Why You Need a Business Plan
If you are seeking to open a new business – either online or in the real world – and you don’t have the capital, you will need to seek help from institutional or individual investors. And the first thing they are going to want to see before they invest a dime in your business is your business plan.
What Is a Business Plan?
The business plan serves two essential functions:
- It provides a blueprint that you can use to build your business
- The business plan explains to investors why your business will be financially successful
What investors want to see is a business plan that presents a model of what your business will look like from its very beginning until it is operating at full capacity. Your business plan should include realistic, attainable objectives. If it includes unrealistic revenue forecasts or is built on a swampy foundation, your business plan won’t fly.
Benefits of a Business Plan
Even if you are going to be your business’ only employee and work out of your home, you still need a business plan. That’s because your business needs a map that leads it where you want it to go.
Although your business plan should be as detailed as possible, the larger and more complicated your business will be, the more detail your business plan will need to include.
You will need to rely on your business plan and reference it frequently both before and after you launch your business, so it’s absolutely necessary that you have everything in place as much as possible from the beginning.
Elements of a Business Plan
Successful business plans have five elements:
Background Information – How and why are you creating this business? Here you will include general information such as what types of products and/or services you will be selling.
Marketing Plan – Explain what type of marketing you plan to use to promote your business, such as paid advertising, social media marketing and direct marketing.
Operational Plan – Indicate how your business will function. Include hours of operation, estimated number of employees, location, and any other relevant operational data.
Financial Plan – This may be the most important part. You need to explain your financial goals and a detailed account of your estimated costs, including payroll, rent, overhead, supplies, raw materials and any other expenditure.
Decision-Making Criteria – In this section, indicate what types of things you are going to consider before moving forward with the plan.
Every business plan is different. There’s not one single template you can use and simply fill in the specific details of your business proposal. When developing your plan, present the information so that anybody can use it as a tool to decide whether or not to proceed with the business.
Getting Help with Your Business Plan
If you have a partner, they ca n assist you in developing your business plan. Others who can help you include your accountant, if you have one. In most cases, CPAs have enough experience to identify glaring errors so you can correct them before showing it to anybody else.

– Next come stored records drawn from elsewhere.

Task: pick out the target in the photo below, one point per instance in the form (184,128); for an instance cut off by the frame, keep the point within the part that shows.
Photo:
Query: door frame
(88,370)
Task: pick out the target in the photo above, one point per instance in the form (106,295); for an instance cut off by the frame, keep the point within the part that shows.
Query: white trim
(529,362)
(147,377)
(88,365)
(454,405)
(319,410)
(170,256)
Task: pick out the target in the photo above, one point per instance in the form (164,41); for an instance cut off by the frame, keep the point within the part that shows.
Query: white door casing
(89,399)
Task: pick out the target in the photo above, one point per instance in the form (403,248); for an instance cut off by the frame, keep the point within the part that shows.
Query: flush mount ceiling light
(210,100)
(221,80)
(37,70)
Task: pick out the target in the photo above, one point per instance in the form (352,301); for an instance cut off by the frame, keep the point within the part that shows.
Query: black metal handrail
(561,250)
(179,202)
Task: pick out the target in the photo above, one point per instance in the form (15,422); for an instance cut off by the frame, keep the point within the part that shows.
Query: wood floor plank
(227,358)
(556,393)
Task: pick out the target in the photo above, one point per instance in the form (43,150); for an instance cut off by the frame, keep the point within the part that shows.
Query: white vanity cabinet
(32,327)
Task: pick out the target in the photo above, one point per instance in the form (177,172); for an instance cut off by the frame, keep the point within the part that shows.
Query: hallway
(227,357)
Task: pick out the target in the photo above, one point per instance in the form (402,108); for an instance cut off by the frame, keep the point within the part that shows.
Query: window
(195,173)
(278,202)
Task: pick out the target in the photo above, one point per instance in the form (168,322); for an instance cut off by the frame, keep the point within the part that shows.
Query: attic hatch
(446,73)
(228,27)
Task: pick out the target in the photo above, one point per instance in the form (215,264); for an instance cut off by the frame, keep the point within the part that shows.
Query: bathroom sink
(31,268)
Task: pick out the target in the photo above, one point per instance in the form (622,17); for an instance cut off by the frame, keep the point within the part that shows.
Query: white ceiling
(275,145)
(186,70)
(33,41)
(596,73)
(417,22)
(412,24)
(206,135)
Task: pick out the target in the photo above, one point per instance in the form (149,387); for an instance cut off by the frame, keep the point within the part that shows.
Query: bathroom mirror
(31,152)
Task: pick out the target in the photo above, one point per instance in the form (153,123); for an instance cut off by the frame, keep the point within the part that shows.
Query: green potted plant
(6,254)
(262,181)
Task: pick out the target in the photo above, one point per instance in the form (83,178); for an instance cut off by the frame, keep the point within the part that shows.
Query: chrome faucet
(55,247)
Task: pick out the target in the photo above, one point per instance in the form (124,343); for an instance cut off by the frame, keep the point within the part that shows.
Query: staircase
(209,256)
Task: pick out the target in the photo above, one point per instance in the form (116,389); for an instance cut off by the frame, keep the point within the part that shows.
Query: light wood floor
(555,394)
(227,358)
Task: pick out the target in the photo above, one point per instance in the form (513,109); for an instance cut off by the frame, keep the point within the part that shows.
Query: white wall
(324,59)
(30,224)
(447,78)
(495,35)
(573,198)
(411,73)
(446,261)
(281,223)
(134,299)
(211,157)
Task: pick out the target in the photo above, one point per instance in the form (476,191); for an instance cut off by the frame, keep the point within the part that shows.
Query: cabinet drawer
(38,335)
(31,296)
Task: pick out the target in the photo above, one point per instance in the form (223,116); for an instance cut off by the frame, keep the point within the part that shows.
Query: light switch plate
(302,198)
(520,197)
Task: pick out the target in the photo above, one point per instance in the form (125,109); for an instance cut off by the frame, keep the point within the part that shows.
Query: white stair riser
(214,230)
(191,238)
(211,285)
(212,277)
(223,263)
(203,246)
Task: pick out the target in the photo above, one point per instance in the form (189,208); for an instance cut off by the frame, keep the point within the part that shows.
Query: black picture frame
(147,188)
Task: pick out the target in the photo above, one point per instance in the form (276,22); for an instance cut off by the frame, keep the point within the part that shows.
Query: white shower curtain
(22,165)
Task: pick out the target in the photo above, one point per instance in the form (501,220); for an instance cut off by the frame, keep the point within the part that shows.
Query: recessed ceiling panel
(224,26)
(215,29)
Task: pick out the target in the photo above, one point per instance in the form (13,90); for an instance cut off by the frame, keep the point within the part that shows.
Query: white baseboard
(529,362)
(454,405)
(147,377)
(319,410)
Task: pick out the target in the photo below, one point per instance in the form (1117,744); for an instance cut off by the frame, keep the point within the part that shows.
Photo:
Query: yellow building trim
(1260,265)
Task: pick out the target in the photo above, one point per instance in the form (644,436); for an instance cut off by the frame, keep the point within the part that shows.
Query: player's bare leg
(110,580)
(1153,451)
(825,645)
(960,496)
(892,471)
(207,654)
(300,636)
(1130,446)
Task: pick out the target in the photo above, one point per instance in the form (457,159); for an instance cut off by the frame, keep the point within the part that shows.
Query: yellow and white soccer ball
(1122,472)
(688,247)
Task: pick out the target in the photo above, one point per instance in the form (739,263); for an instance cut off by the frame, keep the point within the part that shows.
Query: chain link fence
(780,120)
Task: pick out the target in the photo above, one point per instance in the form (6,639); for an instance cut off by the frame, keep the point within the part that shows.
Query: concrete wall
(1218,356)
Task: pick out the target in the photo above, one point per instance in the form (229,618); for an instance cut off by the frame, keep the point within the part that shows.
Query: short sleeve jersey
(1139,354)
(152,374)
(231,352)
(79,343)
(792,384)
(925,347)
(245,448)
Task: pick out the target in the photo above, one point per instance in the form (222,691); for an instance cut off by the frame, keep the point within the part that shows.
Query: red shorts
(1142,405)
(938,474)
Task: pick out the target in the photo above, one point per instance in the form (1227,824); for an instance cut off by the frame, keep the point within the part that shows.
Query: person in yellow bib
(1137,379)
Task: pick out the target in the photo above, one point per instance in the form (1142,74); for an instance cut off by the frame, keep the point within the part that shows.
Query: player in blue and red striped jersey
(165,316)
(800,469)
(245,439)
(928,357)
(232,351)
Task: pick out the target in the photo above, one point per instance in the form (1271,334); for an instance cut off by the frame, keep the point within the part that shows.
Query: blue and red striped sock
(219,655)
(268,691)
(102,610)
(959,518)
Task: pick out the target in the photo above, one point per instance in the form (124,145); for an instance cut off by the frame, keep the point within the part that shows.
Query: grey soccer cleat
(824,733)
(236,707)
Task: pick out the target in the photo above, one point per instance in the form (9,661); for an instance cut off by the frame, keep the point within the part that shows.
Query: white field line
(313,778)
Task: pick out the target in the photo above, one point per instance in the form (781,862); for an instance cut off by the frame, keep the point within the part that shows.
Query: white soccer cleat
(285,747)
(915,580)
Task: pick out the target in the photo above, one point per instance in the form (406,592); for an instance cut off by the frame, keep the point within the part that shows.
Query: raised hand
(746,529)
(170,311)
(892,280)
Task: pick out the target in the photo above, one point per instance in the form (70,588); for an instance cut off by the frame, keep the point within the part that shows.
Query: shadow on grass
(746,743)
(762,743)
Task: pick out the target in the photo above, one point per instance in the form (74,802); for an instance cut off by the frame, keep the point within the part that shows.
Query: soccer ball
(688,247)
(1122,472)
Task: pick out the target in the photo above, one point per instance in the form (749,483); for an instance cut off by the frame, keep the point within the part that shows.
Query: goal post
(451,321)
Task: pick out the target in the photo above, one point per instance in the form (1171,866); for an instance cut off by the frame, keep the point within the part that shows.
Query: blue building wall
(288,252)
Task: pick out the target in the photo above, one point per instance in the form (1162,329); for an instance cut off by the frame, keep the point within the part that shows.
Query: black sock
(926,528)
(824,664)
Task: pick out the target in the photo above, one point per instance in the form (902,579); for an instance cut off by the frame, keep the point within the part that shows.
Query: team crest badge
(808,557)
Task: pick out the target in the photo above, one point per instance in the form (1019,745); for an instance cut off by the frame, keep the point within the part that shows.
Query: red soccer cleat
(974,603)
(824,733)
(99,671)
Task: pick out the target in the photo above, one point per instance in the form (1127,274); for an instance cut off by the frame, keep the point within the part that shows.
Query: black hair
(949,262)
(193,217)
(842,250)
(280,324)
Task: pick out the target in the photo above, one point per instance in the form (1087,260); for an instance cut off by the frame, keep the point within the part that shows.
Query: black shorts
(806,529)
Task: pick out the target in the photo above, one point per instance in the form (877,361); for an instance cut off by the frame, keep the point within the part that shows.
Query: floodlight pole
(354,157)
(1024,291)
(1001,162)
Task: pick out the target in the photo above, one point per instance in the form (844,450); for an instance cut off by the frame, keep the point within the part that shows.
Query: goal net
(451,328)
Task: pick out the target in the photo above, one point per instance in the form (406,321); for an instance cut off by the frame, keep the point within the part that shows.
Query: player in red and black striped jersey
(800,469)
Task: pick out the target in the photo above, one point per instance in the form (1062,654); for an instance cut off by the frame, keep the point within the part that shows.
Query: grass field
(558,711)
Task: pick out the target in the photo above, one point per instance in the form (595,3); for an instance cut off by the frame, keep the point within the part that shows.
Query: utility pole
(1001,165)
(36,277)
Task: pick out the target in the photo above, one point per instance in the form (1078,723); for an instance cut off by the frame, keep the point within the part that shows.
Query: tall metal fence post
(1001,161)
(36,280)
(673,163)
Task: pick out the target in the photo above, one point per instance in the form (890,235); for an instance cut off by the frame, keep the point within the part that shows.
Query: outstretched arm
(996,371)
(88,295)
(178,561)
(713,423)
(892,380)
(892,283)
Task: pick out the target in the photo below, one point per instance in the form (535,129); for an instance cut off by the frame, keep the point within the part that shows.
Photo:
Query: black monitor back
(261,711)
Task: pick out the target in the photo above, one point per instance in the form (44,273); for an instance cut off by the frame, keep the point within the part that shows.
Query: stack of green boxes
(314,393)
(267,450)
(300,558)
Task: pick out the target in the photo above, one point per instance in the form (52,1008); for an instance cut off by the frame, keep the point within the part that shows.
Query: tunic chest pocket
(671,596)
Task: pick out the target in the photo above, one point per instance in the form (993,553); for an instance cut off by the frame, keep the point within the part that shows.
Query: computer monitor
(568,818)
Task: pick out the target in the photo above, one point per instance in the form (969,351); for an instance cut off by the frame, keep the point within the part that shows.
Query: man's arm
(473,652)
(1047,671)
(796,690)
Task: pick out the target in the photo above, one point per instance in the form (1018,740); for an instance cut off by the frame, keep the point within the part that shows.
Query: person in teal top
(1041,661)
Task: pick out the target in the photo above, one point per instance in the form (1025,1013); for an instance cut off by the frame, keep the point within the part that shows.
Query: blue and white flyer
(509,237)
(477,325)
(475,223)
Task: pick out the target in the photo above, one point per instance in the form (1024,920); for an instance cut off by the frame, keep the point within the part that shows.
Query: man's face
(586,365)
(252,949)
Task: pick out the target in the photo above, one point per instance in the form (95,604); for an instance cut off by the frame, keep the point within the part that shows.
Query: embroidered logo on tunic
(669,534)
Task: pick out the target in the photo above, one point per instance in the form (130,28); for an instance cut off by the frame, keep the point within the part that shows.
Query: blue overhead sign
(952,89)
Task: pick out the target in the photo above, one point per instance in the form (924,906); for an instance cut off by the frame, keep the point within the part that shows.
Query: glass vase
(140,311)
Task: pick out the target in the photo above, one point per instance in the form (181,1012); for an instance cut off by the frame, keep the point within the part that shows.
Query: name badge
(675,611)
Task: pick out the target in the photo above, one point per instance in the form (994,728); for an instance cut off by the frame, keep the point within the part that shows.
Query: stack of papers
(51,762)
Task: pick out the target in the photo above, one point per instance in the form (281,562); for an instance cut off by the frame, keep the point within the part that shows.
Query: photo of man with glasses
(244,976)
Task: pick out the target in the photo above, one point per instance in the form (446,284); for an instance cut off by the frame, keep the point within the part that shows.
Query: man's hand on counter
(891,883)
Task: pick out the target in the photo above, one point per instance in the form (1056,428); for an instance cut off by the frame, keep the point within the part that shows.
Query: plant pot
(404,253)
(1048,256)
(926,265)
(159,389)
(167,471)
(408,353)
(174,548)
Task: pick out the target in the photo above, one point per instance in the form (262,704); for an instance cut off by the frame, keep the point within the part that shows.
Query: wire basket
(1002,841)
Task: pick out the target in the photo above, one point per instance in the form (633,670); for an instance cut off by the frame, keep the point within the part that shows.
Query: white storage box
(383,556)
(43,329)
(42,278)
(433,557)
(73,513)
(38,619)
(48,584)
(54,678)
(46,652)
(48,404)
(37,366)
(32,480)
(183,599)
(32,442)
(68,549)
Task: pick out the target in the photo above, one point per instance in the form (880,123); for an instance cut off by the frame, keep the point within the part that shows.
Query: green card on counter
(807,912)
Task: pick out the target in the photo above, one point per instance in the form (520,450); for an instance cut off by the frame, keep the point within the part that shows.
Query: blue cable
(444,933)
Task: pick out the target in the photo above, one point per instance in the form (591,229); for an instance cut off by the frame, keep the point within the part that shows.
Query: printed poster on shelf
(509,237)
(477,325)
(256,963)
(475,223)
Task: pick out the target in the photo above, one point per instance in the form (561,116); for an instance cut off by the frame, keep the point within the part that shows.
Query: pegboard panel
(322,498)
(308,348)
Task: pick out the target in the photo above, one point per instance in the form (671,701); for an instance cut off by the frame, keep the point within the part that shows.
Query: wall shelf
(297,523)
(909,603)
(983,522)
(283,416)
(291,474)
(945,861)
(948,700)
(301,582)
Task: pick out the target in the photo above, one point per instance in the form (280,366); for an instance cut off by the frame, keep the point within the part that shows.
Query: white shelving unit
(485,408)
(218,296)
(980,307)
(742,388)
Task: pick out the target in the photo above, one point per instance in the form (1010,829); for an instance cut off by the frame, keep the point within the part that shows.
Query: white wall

Your next stop should be trusted professionals in the same field as yours. While you may not want to hand your business plan to somebody you will be competing against directly, if you have a friend, a former business school professor you are still close with, or a mentor who can give you genuine, helpful advice, see if they would be willing to take a look at your business plan.
When you have as much feedback as you need and have made the necessary changes to your plan so it is as accurate and realistic as possible, you can use it to attract investors. When you present to investors or apply for a business loan, your business plan will serve as the centerpiece of your pitch.